I came across this practice, from a big company handling personal customer data, of not allowing developers/maintainers to look straight at the application logs (e.g. good old tail | grep
) by connecting to the application servers through SSH in the production environment. The logs do not contain any personal data.
Developers can still retrieve the logs, but they must do so through a web interface, which is exposed by the server through some kind of plugin. The interface exposes the logs as static files that the developer can download and then look up offline, for problem determination purposes.
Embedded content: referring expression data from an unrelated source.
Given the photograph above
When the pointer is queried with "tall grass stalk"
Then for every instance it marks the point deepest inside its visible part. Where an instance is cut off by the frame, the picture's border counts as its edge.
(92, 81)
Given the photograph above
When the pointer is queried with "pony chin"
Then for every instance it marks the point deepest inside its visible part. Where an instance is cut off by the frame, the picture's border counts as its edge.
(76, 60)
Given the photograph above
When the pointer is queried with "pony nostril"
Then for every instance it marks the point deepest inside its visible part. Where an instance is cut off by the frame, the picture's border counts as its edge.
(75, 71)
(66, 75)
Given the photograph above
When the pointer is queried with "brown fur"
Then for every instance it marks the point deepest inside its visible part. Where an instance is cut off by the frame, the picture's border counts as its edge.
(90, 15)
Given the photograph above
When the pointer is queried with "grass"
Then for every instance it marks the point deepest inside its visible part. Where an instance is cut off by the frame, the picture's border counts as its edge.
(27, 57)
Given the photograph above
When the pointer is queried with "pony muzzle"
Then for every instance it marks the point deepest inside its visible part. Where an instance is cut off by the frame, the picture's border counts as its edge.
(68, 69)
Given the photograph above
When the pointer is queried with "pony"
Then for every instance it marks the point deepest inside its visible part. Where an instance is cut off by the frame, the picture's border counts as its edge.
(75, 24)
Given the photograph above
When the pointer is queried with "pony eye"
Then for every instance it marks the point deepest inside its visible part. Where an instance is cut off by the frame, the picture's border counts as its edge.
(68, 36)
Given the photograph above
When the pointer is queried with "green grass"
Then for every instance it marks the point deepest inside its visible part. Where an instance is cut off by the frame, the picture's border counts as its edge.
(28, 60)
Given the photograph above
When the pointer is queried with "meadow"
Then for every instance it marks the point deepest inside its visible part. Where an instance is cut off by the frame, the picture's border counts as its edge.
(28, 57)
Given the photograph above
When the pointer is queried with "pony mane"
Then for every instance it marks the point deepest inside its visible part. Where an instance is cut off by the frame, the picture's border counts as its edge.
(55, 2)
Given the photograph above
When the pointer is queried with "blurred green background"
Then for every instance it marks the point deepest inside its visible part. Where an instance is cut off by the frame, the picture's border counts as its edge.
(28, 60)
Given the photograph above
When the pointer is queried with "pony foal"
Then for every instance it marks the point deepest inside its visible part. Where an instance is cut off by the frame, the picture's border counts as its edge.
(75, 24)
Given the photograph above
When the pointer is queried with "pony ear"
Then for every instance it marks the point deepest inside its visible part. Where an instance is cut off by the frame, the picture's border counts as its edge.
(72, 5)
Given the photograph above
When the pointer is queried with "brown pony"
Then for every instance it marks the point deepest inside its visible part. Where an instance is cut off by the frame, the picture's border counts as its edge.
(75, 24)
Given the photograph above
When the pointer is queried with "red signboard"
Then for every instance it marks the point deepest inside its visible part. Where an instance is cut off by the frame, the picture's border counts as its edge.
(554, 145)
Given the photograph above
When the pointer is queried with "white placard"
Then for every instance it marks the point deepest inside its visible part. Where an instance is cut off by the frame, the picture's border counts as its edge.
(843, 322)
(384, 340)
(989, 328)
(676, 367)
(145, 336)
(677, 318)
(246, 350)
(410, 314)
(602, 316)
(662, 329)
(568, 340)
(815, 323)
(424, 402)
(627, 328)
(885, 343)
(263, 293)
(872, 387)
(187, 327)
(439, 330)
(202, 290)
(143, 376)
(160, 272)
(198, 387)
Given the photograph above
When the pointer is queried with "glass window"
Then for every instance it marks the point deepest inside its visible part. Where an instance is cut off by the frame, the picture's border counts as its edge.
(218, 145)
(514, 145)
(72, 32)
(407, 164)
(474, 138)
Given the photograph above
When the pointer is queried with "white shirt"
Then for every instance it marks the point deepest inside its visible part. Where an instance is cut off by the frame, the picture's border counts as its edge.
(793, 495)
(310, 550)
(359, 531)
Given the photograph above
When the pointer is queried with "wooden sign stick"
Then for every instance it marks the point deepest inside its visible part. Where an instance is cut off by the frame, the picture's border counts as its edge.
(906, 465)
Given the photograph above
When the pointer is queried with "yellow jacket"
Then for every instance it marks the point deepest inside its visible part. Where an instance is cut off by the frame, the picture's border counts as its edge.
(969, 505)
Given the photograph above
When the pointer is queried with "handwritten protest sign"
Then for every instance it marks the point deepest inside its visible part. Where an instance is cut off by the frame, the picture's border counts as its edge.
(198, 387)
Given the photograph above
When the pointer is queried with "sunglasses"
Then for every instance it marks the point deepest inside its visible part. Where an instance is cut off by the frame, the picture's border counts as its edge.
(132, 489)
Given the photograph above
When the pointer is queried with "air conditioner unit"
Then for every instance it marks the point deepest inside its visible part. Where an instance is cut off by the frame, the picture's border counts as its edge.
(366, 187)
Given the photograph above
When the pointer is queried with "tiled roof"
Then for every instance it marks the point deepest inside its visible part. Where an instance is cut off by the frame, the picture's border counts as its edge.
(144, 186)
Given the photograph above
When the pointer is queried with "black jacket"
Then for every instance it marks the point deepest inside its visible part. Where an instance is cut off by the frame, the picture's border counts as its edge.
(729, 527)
This is suboptimal from the maintainer point of view because
- it is impossible to look at real-time logs
- the download fails if the file gets bigger than a certain size, in which case you need to ask a sys admin to retrieve the logs manually (or set log rotation to smaller chunks, but then it's often harder to find the chunk you're looking for).
In the integration and/or UAT environments, maintainers are allowed to connect directly to the application servers through SSH, they are given personal users with read-only access to the machine, and can therefore read the logs straight e.g. from the /logs
dir. In the production environment, the company policy is "Only sys admins can SSH to the application server".
The purpose of this question is to better understand the good reasons behind this rule, and the possible alternatives around it i.e. TL;DR
- What could actually go wrong allowing maintainers to access production servers through SSH connection using a personal read-only user?
- Is there any best practice for allowing real-time access to production logs without exposing the system to security risks?